Seit April letzten Jahres gibt es die QNG-Systematik (Qualitätssiegel Nachhaltiges Gebäude) in der KfW-Förderung, die einen Nachhaltigkeitsbonus integriert hat und dafür eben auch Nachhaltigkeit fordert. Wir sehen bereits einen grossen Effekt im Sinne der ganz konkreten Umsetzung. Um das jetzt viel stärker nachgefragte Wissen zu vermitteln, haben wir unsere Ausbildungsangebote im Rahmen unserer DGNB Akademie stark erweitert und kooperieren auch mit Architektenkammern und Energieberater:innen.

Blickt man einmal über die Grenzen Deutschlands hinaus, gibt es international ähnliche Organisationen, mit denen Sie zusammenarbeiten oder die sich an Ihren Kriterien orientieren?

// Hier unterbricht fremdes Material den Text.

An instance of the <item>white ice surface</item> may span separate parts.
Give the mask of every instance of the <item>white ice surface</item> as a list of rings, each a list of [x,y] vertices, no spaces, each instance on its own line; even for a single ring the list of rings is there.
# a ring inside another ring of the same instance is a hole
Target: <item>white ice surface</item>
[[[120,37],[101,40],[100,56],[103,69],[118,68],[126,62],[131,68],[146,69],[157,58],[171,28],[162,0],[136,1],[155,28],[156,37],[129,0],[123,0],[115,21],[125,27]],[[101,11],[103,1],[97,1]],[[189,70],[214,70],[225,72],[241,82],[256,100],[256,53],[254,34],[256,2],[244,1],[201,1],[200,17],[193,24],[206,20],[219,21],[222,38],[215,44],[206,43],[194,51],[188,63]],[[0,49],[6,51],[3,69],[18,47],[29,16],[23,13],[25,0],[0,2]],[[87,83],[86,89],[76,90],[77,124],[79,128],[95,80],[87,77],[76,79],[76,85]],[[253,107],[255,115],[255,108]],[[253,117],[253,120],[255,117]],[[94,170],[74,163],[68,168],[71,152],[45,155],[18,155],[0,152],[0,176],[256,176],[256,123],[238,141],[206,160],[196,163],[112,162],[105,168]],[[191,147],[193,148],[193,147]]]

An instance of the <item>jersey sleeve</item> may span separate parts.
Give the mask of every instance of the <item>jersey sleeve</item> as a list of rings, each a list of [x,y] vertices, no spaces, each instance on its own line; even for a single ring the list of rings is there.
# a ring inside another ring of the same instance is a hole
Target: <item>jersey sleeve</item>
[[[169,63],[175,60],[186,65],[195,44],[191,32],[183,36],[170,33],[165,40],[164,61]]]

Ja, mittlerweile gibt es über 80 Green Building Councils weltweit. Als Deutscher Green Building Council sind wir im World Green Building Council ebenfalls vertreten und hier sogar das zweitgrösste Netzwerk. Wir kooperieren seit 2009 mit dem Österreichischen und dem Schweizerischen Green Building Council, seit 2011 mit dem Dänischen, seit knapp drei Jahren mit dem Spanischen und seit einem Jahr mit dem Kroatischen Green Building Council. Sie alle haben das DGNB-System auf ihre Länder angepasst. Zertifiziert und geschult wird unter der Marke DGNB. Letztes Jahr haben wir zusammen eine Non-Profit-Organisation in Brüssel gegründet: die Climate Positive Europe Alliance.